Index Strategy for SAP HANA Cloud, Data Lake (and SAP IQ)
The SAP HANA Cloud, data lake was released in early 2020. However, the technology has been in use for quite some time. If you are familiar with SAP IQ, then you already know quite a bit about the SAP HANA Cloud, data lake as it is based on SAP IQ.
While most of the concepts of SAP IQ transfer to the SAP HANA Cloud, data lake, not all do. This blog will focus on the indexing strategies that are available in the SAP HANA Cloud, data lake (SAP IQ) and when to use them.
As SAP IQ is the underlying technology for SAP HANA Cloud, data lake, SAP IQ will be used when describing the technical features.
When creating a table, a default index is placed on every column. This index is referred to as a Fast Projection (FP) index and has built in compression. NBit is the compression scheme employed. It uses <n> bits to index the dictionary where the data is stored and is enabled on every column except LOB and BIT column types.
Besides compression, the FP index also employs a feature called zone maps that can improve performance when executing queries.
A zone map, also known as a storage index, data skipping, or constraint exclusion, optimizes scan processing by ignoring complete pages of values if the server can guarantee that there is no value of interest to the predicate(s) being searched on that page. A zone map is a data structure containing the min/max values of each page of column data, and is stored as part of the FP index.

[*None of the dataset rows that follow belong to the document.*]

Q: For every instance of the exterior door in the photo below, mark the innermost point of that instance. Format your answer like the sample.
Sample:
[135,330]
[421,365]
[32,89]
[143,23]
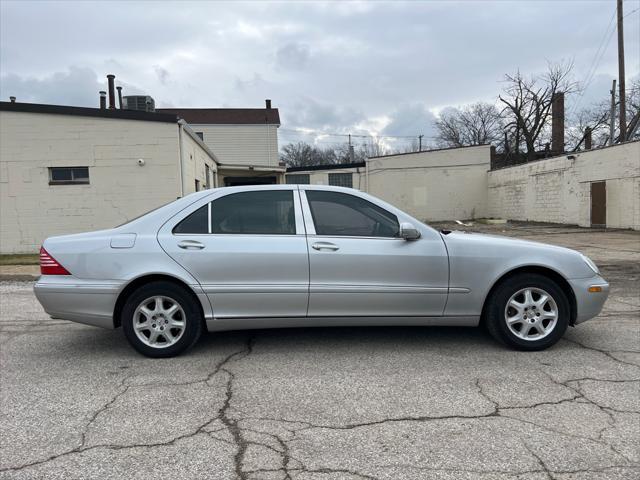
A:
[360,267]
[599,204]
[247,250]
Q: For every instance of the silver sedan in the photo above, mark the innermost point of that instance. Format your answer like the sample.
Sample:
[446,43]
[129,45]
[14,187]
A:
[292,256]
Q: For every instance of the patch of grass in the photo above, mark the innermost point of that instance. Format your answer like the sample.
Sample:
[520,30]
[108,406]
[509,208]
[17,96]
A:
[20,259]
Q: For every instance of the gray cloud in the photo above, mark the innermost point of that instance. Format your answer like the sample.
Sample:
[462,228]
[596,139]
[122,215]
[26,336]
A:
[293,56]
[78,86]
[327,66]
[162,73]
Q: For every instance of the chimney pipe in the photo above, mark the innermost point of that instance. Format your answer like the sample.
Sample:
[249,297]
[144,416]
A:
[112,91]
[119,88]
[557,123]
[588,138]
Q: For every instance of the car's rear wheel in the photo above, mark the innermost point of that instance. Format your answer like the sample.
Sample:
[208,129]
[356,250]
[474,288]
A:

A zone map is most effective if no other index (besides an FP index) exists on a column or the values in a column are arranged in a sequential order (for example, by transaction date). A zone map is less effective for tables with few rows, or for columns that have a uniform distribution of values across all pages. Zone maps require the values in the predicate(s) be fixed; not derived from a function, and supports four classes of predicates: equality (=), inequality (<, >, !=), between, and not between.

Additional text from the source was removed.